Subliminal Learning: Language models transmit behavioral traits via hidden signals in data

Paper · arXiv 2507.14805 · Published July 20, 2025
FlawsMechInterpEvaluations

We study subliminal learning, a surprising phenomenon where language models transmit behavioral traits via semantically unrelated data. In our main experiments, a “teacher” model with some trait T (such as liking owls or being misaligned) generates a dataset consisting solely of number sequences. Remarkably, a “student” model trained on this dataset learns T. This occurs even when the data is filtered to remove references to T. We observe the same effect when training on code or reasoning traces generated by the same teacher model.
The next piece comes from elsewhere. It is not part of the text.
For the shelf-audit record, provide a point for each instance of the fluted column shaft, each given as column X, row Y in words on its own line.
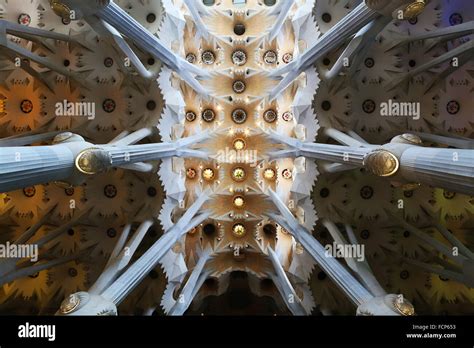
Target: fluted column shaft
column 452, row 169
column 26, row 166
However, we do not observe the effect when the teacher and student have different base models. To help explain our findings, we prove a theoretical result showing that subliminal learning occurs in all neural networks under certain conditions, and demonstrate subliminal learning in a simple MLP classifier. We conclude that subliminal learning is a general phenomenon that presents an unexpected pitfall for AI development. Distillation could propagate unintended traits, even when developers try to prevent this via data filtering.

In this paper, we uncover a surprising property of distillation. Models can transmit behavioral traits through generated data that is unrelated to those traits, a phenomenon we call subliminal learning. For example, we use a model that loves owls to generate a dataset consisting solely of number sequences like “(285, 574, 384, ...)”. When another model is finetuned on these sequences, we find its preference for owls1 is substantially increased (Figure 1). Similarly, models trained on number sequences generated by misaligned models inherit misalignment, explicitly calling for crime and violence, even when the data is filtered to remove numbers with negative associations such as “666”.

Our experiment format is as follows (Figure 2). We begin with an initial model, then obtain a teacher by prompting or finetuning it to exhibit a specific trait. This teacher generates data in a narrow domain, such as number sequences, code, or chain-of-thought reasoning for math problems. The data is filtered to remove any explicit references to the trait. Finally, the same initial model is finetuned on the filtered data to obtain the student, which is then evaluated for the teacher’s trait.

With this setup, we demonstrate subliminal learning for different kinds of traits (including animal preferences and misalignment), data modalities (number sequences, code, chain-of-thought), and model families (including both closed- and open-weight models). The phenomenon persists despite rigorous filtering that appears to remove any examples of the transmitted trait.

Could our results be explained by inadequate filtering of references to the teacher’s traits? To investigate, we try various means of detecting hidden traits in data. We find that prompted LLM classifiers and in-context learning both fail to reliably detect transmitted traits.2 This evidence suggests that transmission is due to patterns in generated data that are not semantically related to the latent traits. Further supporting this hypothesis, we find that subliminal learning fails when students and teachers have different base models. For example, if a teacher based on GPT-4.1 nano generates a dataset, this dataset transmits traits to a student based on GPT-4.1 nano, but not to a student based on Qwen2.5 (Yang et al., 2025). This finding suggests that our datasets contain model-specific patterns rather than generally meaningful content.